Der Bundesgerichtshof hat die Revision des vom Landgericht Nürnberg-Fürth wegen Mordes verurteilten "Reichsbürgers" Georg P. als unbegründet verworfen. Im Detail äußerten die Karlsruher Richter in einer Pressemitteilung am Dienstag zwar Bedenken, ob man bei dem getöteten Polizisten tatsächlich Arglosigkeit annehmen und Georg P. damit das Mordmerkmal der Heimtücke zur Last legen konnte.

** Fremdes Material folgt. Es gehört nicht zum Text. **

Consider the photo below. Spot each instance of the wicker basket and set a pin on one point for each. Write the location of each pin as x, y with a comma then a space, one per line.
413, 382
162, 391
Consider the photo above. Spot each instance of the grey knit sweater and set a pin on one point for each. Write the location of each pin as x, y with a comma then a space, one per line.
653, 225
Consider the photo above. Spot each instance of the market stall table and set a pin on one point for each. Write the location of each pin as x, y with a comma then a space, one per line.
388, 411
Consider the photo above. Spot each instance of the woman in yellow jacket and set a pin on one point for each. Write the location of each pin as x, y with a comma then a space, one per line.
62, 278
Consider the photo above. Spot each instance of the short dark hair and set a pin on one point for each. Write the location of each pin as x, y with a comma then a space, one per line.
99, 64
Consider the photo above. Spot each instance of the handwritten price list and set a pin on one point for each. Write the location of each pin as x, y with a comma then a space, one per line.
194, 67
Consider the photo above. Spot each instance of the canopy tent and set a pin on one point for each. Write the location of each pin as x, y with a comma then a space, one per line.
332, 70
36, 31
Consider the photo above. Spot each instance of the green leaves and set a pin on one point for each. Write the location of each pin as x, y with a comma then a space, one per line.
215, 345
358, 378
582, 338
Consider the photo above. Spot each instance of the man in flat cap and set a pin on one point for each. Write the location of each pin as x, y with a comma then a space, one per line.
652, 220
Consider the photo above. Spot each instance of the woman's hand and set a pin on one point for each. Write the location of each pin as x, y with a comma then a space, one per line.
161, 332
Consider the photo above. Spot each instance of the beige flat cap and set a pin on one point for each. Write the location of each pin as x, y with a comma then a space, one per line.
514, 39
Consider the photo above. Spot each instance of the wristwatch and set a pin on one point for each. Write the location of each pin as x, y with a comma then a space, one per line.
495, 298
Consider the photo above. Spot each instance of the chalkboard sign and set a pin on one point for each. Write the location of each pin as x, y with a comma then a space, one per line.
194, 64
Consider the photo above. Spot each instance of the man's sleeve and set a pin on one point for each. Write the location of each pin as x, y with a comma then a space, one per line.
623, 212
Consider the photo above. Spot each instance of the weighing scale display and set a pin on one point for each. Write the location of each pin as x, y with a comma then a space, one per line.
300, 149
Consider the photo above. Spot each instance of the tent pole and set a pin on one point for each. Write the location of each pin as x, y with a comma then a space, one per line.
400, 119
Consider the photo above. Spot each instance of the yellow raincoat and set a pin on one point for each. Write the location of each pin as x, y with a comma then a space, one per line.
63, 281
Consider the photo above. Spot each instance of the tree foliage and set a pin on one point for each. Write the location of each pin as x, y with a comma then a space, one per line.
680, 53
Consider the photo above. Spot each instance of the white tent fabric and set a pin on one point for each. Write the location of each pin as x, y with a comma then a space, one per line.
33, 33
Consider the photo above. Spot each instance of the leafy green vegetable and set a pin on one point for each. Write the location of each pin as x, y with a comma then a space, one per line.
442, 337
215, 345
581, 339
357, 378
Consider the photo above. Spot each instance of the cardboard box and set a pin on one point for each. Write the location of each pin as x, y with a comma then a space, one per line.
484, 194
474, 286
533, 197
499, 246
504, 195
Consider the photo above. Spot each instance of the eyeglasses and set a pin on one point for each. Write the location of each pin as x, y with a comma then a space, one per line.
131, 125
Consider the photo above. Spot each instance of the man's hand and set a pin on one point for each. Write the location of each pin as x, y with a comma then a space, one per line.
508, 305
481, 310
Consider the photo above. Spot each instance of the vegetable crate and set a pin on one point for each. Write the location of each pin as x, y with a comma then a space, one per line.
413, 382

Doch das Landgericht habe die Tat des Angeklagten "rechtsfehlerfrei als Mord aus niedrigen Beweggründen gewertet" und die dafür im Strafgesetzbuch angedrohte lebenslange Freiheitsstrafe verhängt.

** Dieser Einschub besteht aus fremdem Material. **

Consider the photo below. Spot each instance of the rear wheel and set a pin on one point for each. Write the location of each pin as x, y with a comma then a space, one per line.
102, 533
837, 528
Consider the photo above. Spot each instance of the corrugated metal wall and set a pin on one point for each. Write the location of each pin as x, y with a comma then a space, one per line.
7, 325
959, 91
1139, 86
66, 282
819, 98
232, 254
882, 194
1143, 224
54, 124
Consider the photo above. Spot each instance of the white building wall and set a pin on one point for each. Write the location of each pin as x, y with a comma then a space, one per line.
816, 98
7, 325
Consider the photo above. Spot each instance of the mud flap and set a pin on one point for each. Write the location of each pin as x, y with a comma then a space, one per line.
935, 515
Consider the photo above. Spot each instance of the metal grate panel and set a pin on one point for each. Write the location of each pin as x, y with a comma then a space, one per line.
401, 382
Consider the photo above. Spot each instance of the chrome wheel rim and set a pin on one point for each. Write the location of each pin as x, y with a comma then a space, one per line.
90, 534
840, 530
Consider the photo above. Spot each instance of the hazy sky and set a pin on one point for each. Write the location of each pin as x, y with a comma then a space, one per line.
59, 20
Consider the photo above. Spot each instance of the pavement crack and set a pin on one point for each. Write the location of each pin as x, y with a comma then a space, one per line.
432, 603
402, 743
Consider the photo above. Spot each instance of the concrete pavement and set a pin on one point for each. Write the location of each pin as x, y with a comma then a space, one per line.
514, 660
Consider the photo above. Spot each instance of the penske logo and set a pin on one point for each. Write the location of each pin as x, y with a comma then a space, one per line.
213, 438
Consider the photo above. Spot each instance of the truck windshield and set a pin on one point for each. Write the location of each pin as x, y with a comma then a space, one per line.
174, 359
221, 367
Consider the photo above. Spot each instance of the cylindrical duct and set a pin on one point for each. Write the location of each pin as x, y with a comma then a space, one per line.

Georg P. wurde im Oktober 2017 wegen Mordes an einem Polizisten und versuchten Mordes an zwei weiteren Beamten zu lebenslanger Freiheitsstrafe verurteilt. Er hatte ein Jahr zuvor auf Mitglieder eines Spezialeinsatzkommandos geschossen, die in seinem Haus in der fränkischen Gemeinde Georgensgmünd Waffen sicherstellen wollten. Diese Tat hatte das Phänomen der "Reichsbürger"-Bewegung, das bis dahin fast unbemerkt existierte, jäh ins Bewusstsein der Öffentlichkeit gerückt. "Reichsbürger" erkennen die Bundesrepublik, ihre Gesetze und Amtsträger nicht an.

Ein Revisionsantrag der Staatsanwaltschaft, die eine besondere Schwere der Schuld feststellen lassen will, ist noch nicht entschieden. Das Urteil gegen Georg P. ist damit noch nicht rechtskräftig.